The widespread use of open-source GIS software and other map-building tools, he argued, had created a cartographic environment in which “maps create themselves.” He cited the example of Strava, which, in addition to ranking users according to performance, tracks their GPS data as they walk, run, or cycle. If he were to record himself hiking an unmarked route in Acadia, that data would then be uploaded to Strava’s database, in effect sketching a map as he travels. (As it happens, he holds trail-running records for hundreds of different routes on Mount Desert Island.)

“There’s no such thing as a secret place anymore. There simply isn’t.”

St. Germain took me on an old, unmarked route leading up the eastern face of Cadillac Mountain’s south ridge, a granite trail riddled with eroded, baseball-sized depressions, and told me about an aborted book project. It was to be called Hidden in Plain Sight and would have finally laid out in print the full extent of Mount Desert Island’s abandoned paths. The problem was, according to St. Germain, that the project would have already been rendered superfluous by the time he completed it, the trails no longer hidden.

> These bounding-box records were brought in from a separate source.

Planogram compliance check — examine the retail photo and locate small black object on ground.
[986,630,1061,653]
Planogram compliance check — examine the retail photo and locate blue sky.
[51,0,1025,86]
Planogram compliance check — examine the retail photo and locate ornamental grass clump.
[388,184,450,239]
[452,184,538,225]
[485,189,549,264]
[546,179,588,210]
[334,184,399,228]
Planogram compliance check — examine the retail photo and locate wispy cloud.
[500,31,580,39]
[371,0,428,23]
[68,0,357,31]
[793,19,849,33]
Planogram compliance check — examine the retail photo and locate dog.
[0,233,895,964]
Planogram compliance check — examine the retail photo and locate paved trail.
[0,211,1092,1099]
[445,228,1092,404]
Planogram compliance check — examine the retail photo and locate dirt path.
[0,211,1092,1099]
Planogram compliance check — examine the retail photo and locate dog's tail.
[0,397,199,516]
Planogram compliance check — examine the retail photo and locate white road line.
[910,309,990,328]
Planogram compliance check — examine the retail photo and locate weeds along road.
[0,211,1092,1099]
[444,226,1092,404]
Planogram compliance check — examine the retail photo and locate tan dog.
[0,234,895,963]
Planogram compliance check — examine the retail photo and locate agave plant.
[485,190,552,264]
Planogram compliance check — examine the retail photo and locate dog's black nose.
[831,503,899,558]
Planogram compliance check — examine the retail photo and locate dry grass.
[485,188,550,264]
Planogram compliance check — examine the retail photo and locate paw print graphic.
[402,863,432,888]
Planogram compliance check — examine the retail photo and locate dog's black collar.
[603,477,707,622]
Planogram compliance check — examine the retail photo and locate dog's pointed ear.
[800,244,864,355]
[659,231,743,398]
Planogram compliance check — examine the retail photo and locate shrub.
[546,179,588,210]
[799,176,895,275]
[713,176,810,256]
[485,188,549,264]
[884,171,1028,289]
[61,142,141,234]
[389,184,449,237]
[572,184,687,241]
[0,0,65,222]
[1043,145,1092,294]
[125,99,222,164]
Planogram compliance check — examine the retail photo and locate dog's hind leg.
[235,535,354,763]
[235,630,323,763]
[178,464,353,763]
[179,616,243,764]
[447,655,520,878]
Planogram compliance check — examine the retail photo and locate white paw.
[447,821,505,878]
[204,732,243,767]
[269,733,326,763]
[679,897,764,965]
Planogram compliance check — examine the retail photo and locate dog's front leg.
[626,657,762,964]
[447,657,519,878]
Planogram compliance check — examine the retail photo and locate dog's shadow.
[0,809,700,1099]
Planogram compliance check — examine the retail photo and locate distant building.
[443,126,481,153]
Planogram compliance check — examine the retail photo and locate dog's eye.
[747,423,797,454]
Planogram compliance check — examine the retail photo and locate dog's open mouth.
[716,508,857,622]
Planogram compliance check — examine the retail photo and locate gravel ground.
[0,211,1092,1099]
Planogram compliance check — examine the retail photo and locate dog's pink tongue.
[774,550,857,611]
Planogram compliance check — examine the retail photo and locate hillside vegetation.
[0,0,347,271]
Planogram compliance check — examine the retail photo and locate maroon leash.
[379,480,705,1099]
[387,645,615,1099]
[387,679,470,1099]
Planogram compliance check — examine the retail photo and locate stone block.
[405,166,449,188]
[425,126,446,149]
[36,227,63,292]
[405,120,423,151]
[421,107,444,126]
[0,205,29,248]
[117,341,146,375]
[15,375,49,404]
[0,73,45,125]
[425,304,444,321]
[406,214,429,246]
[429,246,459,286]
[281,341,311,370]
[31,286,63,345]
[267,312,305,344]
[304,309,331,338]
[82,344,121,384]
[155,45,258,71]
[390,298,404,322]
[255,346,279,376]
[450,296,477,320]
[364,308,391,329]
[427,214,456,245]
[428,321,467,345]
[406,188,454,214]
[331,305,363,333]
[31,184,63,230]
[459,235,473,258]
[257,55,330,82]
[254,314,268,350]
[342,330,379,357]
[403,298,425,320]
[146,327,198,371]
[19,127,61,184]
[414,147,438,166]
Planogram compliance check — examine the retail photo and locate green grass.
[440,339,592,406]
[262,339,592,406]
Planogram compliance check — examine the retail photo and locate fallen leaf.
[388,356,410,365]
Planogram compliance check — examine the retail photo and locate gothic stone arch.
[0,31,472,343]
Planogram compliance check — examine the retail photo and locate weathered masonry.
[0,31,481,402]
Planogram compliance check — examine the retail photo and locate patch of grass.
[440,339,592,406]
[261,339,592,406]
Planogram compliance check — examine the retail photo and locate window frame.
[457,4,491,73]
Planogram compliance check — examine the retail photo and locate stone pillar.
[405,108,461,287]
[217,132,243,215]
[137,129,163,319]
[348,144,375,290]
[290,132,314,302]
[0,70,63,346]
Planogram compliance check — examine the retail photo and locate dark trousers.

“People who are reading about something on some social media and say, ‘I have to do this lost trail in Acadia,’ they go out and find it, because it’s not that hard,” he said. “There are a hundred different descriptions on how to find starting points and ending points, and then, once you get out there, the more it gets used, the easier it gets to follow someone else’s footprints.” Once the secret is out, in other words, there’s a kind of snowball effect—use begets use on an app like Strava, of course, but also in the very dirt of the trail itself.

As he spoke, I began considering how much of our hike I wanted to divulge when I sat down to write this article. How would I eventually go about describing this trail? What clues would I give—even unintentionally—about its course? Would I provide the trail’s name? What did I owe to the local community, if anything? What did I owe to the park and its history? What did I owe to the trail itself?

I was still mulling these questions when we returned to the trailhead. There was now a third car parked beside our vehicles, on an otherwise nondescript stretch of undeveloped road. Its license plate was labeled “New Hampshire.”